Intergenerational Sweetness at Grandparents and Special Friends Day

On Friday, October 12, grandparents and special friends visited students' classrooms, where they hunkered down in small chairs and had thoughtful conversations. 

At Grandparents and Special Friends Day, sweet scenes were found around every Lower School corner. 

Following a welcoming reception in the Meetinghouse last Friday, October 12, waves of grandparents and special friends followed school volunteers to the students' classrooms, where they hunkered down in small chairs and had thoughtful conversations. 

In one of the second grade classrooms, students and their guests conducted "Getting in a Time Machine" interviews, where they built a picture of their visitor's life when they were eight-year-olds. They learned all about where their visitor lived, whether they had siblings and what their names were, and what their bedrooms were like—all very critical parts of day-to-day life for second graders! 

In another second grade gathering, students explored grandparent name stories, learning about why they call their grandparents the names that they do. (This was a connection with their social studies unit about identities.) For some families, names for grandparents have cultural and regional connections, and for other families, grandparent names come about through the astute and sometimes silly observations that kids make about their grandparents, such as the graham cracker-loving grandfather who ended up being called "Gramcracker."

Over in the Kindergarten classrooms, students were playing apple bingo, having an apple tasting, and doing a scavenger hunt with their visitors, while outdoors, students and visitors enjoyed the sunshine on the playgrounds. 

In a fifth grade classroom, as visitors introduced themselves, they each shared a memory from their own experience being a fifth grader: climbing trees, going on road trips, having great teachers, playing football at recess... 
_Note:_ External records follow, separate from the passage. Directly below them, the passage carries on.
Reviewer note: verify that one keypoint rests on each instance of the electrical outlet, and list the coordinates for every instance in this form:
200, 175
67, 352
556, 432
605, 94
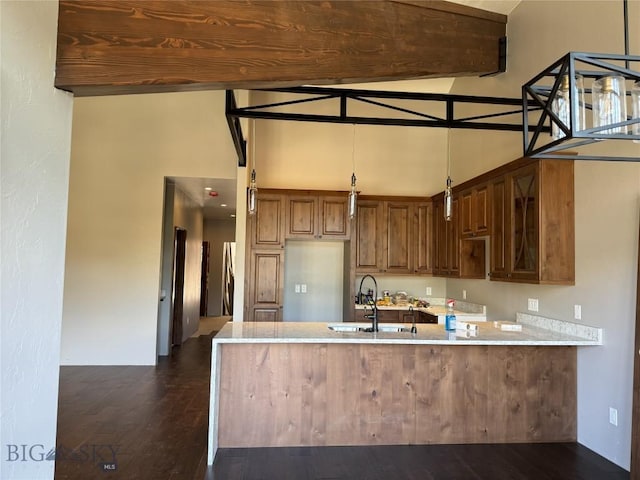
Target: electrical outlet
577, 312
613, 416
In the Friends Free Library, another class of fifth-graders interviewed their visitors with a "cross-generational questionnaire," asking about their guests' lives when they were the student's age. They inquired about favorite TV shows and candy from that time, what toys they liked to play with, and how they spent their spare time. 

In asking a grandparent about what expressions adults used when he was little, the grandparent said, "When I was little, adults were always using 'When I was your age...'" The student was quick to respond, "They still do!"